Plus, there’s value to Harper in being at an HBCU and a world-class institution all in one.
“Being at Howard, being at ‘The Mecca,’ being at an HBCU has been so great to me,” Harper says. “Being able to see different aspects of life, seeing Black excellence on the day-to-day, playing with my brothers and going to war with people who look just like me.”




It all sets up a paralyzing decision Harper will make in the coming weeks, one that will shape the basketball future of one of the brightest young talents in mid-major basketball. There’s a stability that comes with Howard, knowing he’ll continue to have the ball in his hands and work with a coaching staff Harper considers like family. If he were to transfer, Snupe Harper says they’d be looking for a chance to play at a higher level, though he noted Blake has had opportunities to play against teams like Kansas and Cincinnati while at Howard. And there’s always the possibility of a bigger school dangling a financial offer that would make anyone seriously consider it. How does Harper square all that?
“Money is very important, but at the same time [I value] relationships, honesty, trust and loyalty,” Harper says. “They’ve always been there for me at my lowest, so why not be at it when I’m at my highest? They offered me a helping hand when I was down. At the same time, money is there … it’s definitely hard to ignore.”

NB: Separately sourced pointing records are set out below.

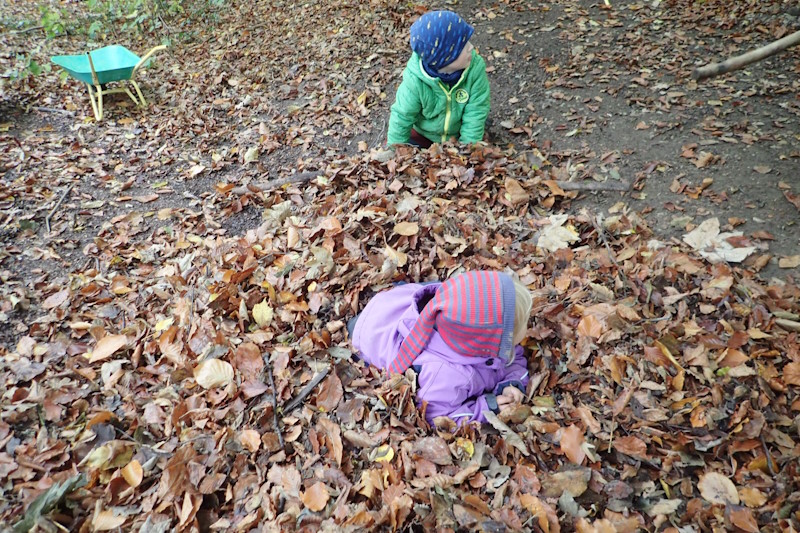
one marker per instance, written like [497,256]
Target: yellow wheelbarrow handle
[146,57]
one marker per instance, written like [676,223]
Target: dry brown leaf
[213,373]
[716,488]
[406,228]
[515,193]
[743,518]
[791,374]
[106,347]
[248,360]
[545,515]
[752,497]
[316,497]
[330,393]
[55,300]
[133,473]
[434,449]
[631,445]
[571,444]
[792,261]
[250,439]
[107,520]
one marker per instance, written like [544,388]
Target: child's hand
[510,397]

Harper insists nothing will be decided or even seriously considered until the season is over, focused until then on trying to deliver Howard a third straight MEAC tournament championship and a trip to the NCAA tournament. The Bison are fifth in the MEAC at 12–18 overall, 7–6 in league play with their regular-season finale Thursday at home against conference-leading Norfolk State.
His decision is certainly not the foregone conclusion many outsiders have made it out to be.
“Howard, what they’ve done for my son, I can’t put a dollar value on,” Snupe Harper says. “All the things that they’re doing, it’s extra and above and beyond for him to be able to feel comparable to some of his friends that are going to these Power 5 schools. It’s a delicate, delicate juggle between wanting money and wanting to play. At Howard right now, we’re getting really good competition and we’re able to show all of our skills.”
“Howard has been my greatest decision in my 19 years of living, coming here,” Blake Harper says. “That doesn’t mean nothing will change in the future, but right now in my present life, being at Howard has been my best decision.”